Pensando nesse modelo, é complicado gerenciar como uma equipe ou um indivíduo da equipe irá escolher para otimizar ou o que ele deve herdar de outro time. Assim, esses trade-offs são universais na tomada de decisões da Netflix.

Para isso, a Netflix desenvolveu uma API que lida com inserção, descoberta e reprodução de tráfego de todos os usuários. Porém, essa API já está próxima do seu limite, visto o contínuo crescimento da empresa, da sua base de assinantes, da sua complexidade e do volume de requisições. Para resolver esse problema, eles começaram a trabalhar em uma nova arquitetura com o intuito de mantê-los à frente no futuro. Este artigo tem o objetivo de relatar o desafio durante o curso de desenvolvimento dessa rearquitetura. Foi necessário conciliar os princípios de engenharia que eram conflitantes: velocidade e propriedade plena vs máxima reutilização de código e consolidação.

Orquestração de microsserviços na API Netflix

A API Netflix é o primeiro passo, a porta de entrada para o ecossistema de microsserviços da Netflix. Todas as requisições são provenientes de dispositivos, assim, a API é responsável por fornecer a lógica de compor chamadas para todos os serviços necessários para construir uma resposta. Além disso, ela agrupa todas as informações necessárias dos serviços de back-end, na ordem necessária, formata, filtra os dados e retorna uma resposta.

Dessa maneira, o core da API Netlix é incumbido de orquestrar e expor as APIs de alta granularidade, tornando essas funcionalidades serviços de baixa granularidade fornecidos pelos microsserviços.

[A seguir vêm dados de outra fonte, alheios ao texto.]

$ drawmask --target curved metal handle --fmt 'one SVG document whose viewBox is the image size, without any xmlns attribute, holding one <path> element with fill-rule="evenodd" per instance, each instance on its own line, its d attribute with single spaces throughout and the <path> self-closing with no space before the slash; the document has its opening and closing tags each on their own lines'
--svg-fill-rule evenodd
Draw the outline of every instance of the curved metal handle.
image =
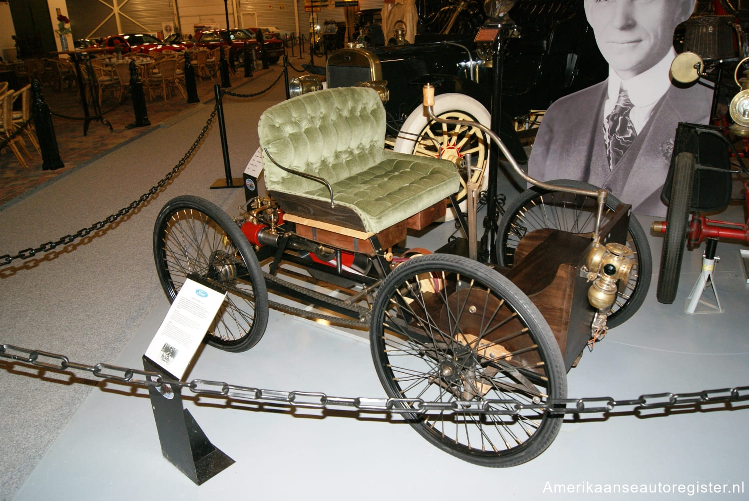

Isso é possível pelo fato de a API ter quatro requisitos principais:

  • Fornecer um protocolo de pedido flexível;
  • Mapear solicitações para uma ou mais APIs refinadas para microsserviços de back-end;
  • Fornecer uma abstração resiliente comum para proteger os microsserviços de backend;
  • Criar um limite de contexto (“buffer”) entre o dispositivo e back-end;

Atualmente, o serviço API da Netflix expõe três categorias de APIs da alta granularidade:

  • Non-member – Inscrição, faturamento, experimentação gratuita etc.;
  • Discovery – Show, filmes recomendados, busca etc.;
  • Playback – Decisões sobre a experiência de transmissão, licenciamento para garantir que os usuários possam visualizar conteúdo específico, histórico de exibições, heartbeats para bookmarking do usuário etc.

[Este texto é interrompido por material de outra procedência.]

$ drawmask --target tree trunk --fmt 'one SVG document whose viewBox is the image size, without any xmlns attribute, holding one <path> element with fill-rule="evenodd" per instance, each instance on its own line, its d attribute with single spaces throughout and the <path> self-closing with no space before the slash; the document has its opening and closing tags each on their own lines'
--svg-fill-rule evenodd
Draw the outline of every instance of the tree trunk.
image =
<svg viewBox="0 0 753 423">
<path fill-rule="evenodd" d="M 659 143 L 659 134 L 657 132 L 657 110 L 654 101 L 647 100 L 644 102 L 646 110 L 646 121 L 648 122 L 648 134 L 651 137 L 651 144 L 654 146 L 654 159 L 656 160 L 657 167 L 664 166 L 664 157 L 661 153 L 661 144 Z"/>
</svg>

Aqui segue um exemplo. Pense na categoria de reprodução de APIs. Suponha que um usuário clique no botão “play” para Stranger Things Episódio 1 em seu smartphone. Para que a reprodução se inicie, o celular envia uma solicitação de “play” para a API. A API, por sua vez, chama vários microsserviços. Algumas dessas chamadas podem ser feitas em paralelo, porque elas não dependem umas das outras. Outras têm que ser sequenciadas em uma ordem específica. A API contém toda a lógica para orquestrar essas chamadas conforme necessário. O dispositivo, por sua vez, não precisa saber nada sobre o que está acontecendo quando o usuário clica em “play”.

Figure1Figura 1: Dispositivos enviam pedidos para a API, que orquestra o ecossistema de microsserviços.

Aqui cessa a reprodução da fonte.